ОСВОБОЖДЕНИЕ

Он вошел и встал у двери, мешая всем. Не обартить на него внимания было трудно. Все как-то подрасступились. Последнее объяснялось, уж конечно, не его блуждающим взглядом и внешностью, которая никоим образом не была выдающейся. Не считая того, что у него была одна рука. Ущербность такого рода - единственное, что еще производит впечатление на нашу публику.

Итак, он был замечен. Ему лет сорок. На нем коричневый просторний пиджак, правый рукав - пустой, заправлен в каран. Лицо - какое-то болезненное и, я бы выразился, потерянное, но никто бы не обратил на него внимания, будь он в остальном как все. Поведение его было, мягко говоря, экстравагантным.

Я же уделил ему слишком много внимания, о чем сильно пожалел после. На одной их остановок, когда вошедшие только слегка утрамбовались, вместо "осторожно, двери закрываются" раздался его выкрик: во все легкие он гаркнул, вернее рявкнул короткое "ВОНЬ!" и тут же разгладил лицо и даже изобразил некоторое удивление - как будто он не имеет к этому никакого отношения. Большинство так и не поняло, кто кричал, а уж что - думаю не разобрал никто. Но я видел и слышал все совершенно отчетливо и то, что я понял правильно, он (а я, надо сказать, уставился на него как баран) подтвердил, немедленно мне подмигнув. Я отвел глаза. Больше в его сторону я не смотрел, чтобы не дать подвод думать, будто я заинтересован в каком бы то ни было контакте. Я читал книгу.

Я заметил, что люди нигде так не замыкаются в себе, как в толпе. В метро это проявляется особенно наглядно. Так как смотреть больше некуда, люди смотрят насквозь, не видя. Это требует усилий. Поэтому читающих в транспорте не любят. Но на этот раз меня толкнули под локоть так, что я чуть не выронил детектив. Это был он.
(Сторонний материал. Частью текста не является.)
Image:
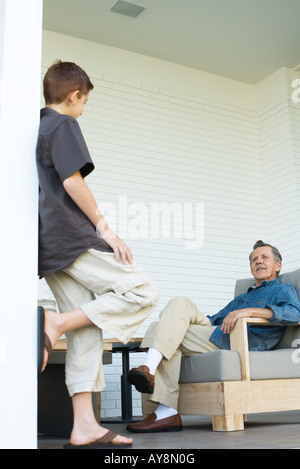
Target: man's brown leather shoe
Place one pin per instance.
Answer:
(141, 379)
(150, 425)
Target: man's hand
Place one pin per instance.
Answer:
(231, 318)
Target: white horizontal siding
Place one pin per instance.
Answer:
(155, 141)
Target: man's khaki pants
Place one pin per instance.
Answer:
(117, 298)
(181, 330)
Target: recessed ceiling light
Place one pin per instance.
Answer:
(127, 8)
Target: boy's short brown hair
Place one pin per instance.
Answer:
(61, 79)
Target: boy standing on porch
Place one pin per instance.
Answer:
(89, 269)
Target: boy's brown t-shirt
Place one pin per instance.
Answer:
(64, 230)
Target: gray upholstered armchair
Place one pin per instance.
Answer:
(229, 384)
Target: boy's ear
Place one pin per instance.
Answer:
(72, 96)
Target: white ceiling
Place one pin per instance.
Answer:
(245, 40)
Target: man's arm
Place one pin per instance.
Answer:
(80, 193)
(233, 316)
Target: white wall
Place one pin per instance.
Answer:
(161, 132)
(279, 119)
(20, 32)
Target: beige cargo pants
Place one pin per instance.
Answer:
(181, 330)
(117, 298)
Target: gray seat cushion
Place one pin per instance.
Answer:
(224, 365)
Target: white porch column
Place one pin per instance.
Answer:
(20, 63)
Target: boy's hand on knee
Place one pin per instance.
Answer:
(121, 250)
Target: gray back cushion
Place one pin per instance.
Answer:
(292, 333)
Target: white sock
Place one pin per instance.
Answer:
(163, 412)
(152, 360)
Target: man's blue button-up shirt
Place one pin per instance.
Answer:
(281, 298)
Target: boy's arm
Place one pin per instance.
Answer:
(79, 192)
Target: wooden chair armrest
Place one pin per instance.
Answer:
(239, 342)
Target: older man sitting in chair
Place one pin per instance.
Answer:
(184, 330)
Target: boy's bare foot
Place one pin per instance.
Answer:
(93, 433)
(52, 330)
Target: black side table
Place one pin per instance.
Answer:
(126, 390)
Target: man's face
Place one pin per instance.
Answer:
(263, 265)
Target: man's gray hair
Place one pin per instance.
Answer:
(260, 244)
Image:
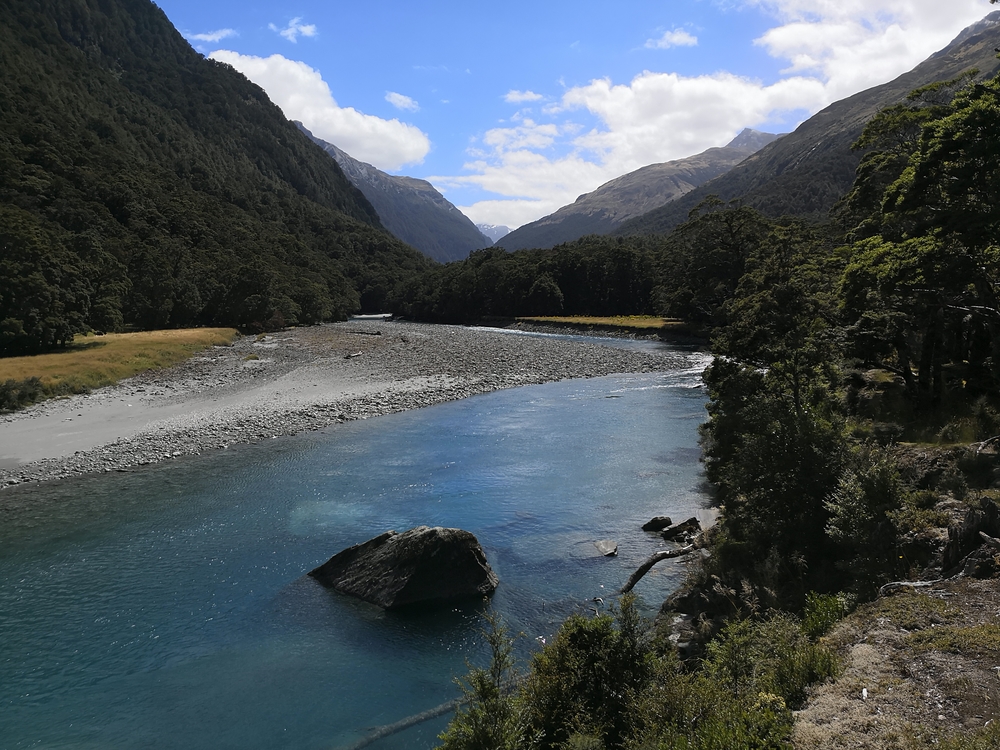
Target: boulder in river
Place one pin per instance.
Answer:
(683, 530)
(657, 523)
(607, 547)
(420, 565)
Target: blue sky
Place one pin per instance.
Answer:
(514, 109)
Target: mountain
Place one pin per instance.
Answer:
(144, 185)
(807, 171)
(493, 232)
(634, 194)
(410, 208)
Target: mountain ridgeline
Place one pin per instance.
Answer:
(144, 185)
(411, 209)
(807, 171)
(634, 194)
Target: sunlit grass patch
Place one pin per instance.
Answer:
(911, 611)
(95, 361)
(976, 639)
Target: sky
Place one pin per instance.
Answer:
(515, 109)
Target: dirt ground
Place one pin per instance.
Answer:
(919, 667)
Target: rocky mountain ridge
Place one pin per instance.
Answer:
(634, 194)
(410, 208)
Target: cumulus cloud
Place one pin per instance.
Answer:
(517, 97)
(852, 45)
(294, 29)
(675, 38)
(830, 49)
(401, 101)
(213, 36)
(303, 95)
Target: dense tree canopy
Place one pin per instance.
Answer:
(144, 185)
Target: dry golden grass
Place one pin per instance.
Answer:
(634, 322)
(95, 361)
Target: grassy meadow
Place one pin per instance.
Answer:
(94, 361)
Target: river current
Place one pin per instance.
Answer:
(168, 607)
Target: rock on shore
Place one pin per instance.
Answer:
(420, 565)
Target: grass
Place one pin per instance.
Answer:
(630, 322)
(978, 640)
(95, 361)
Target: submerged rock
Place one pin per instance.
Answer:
(420, 565)
(607, 547)
(683, 530)
(657, 523)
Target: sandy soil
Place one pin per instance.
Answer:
(284, 383)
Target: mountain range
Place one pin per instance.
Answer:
(805, 172)
(634, 194)
(143, 184)
(411, 208)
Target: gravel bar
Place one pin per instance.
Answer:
(289, 382)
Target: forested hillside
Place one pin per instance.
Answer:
(143, 185)
(854, 406)
(413, 210)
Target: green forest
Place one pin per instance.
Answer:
(841, 349)
(144, 186)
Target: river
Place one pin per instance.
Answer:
(167, 607)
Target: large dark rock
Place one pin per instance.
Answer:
(657, 523)
(683, 531)
(964, 539)
(420, 565)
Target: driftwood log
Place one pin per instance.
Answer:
(410, 721)
(650, 562)
(989, 540)
(892, 588)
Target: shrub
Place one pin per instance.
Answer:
(823, 611)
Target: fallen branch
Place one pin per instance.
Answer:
(410, 721)
(890, 588)
(650, 562)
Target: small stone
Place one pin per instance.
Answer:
(607, 547)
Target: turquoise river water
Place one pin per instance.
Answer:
(168, 607)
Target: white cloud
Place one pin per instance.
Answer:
(294, 30)
(675, 38)
(833, 48)
(852, 45)
(303, 95)
(401, 101)
(517, 97)
(213, 36)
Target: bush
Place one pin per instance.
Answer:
(17, 394)
(588, 680)
(774, 657)
(823, 611)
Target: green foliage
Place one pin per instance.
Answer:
(16, 394)
(591, 276)
(492, 717)
(921, 289)
(861, 509)
(589, 677)
(141, 184)
(823, 611)
(774, 657)
(695, 712)
(704, 258)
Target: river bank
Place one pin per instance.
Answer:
(265, 387)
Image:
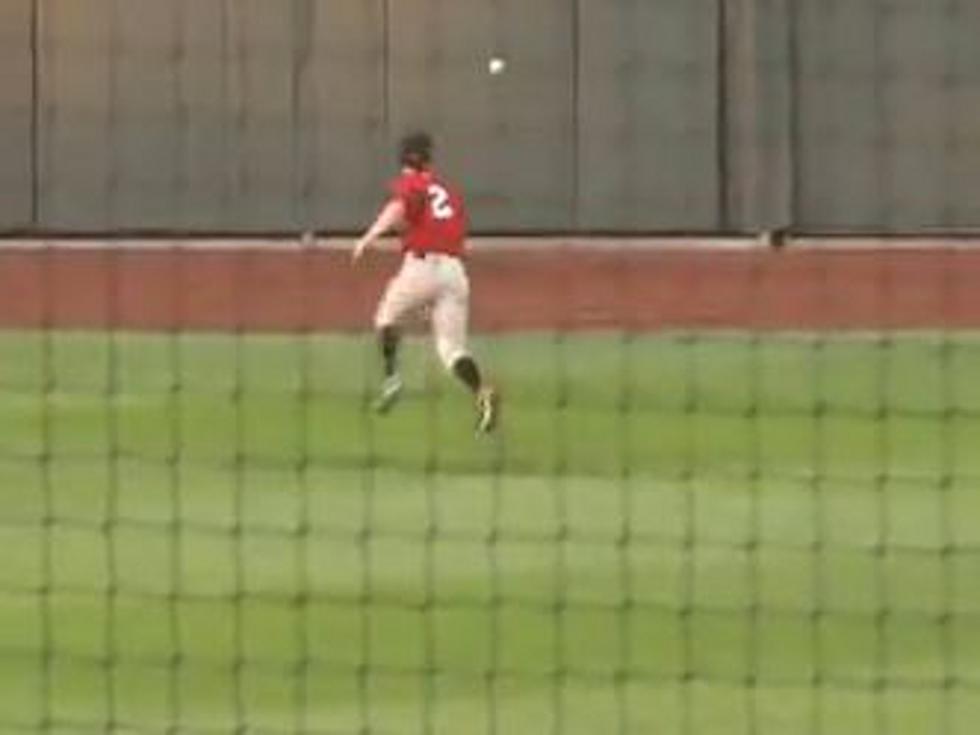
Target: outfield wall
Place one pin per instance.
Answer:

Я предпочел сделать вид, что его внешность мне ни о чем не говрит и, следовательно, нет причин искать общения даже подобным обаразом. Я отнесся философски к немотивированной ненависти ко мне неполноценного человека, когда он зашипел мне в ухо:" сссука, смотри сссюда"; запах перегара, впрочем, был не так силен, как можно было ожидать. Я проигнорировал его непонятное пожелание. И почувствовал, как он всем весом наступил мне на ногу, придавив каблуком пальцы. Я издал звук, походий, должно быть, на тихое мычание и посмотрел ему в глаза. Лицевые мышцы то и дело вздрагивали, но в глазах я увидел абсолютно неподвижное бешенство. Это не были просто глаза сумасшедшего. "Смотри сюда, я говорю, мразь" - повторил он, не разжимая губ, и я, сам себе удивляясь, подчинился. "Куда?" - прошептал я.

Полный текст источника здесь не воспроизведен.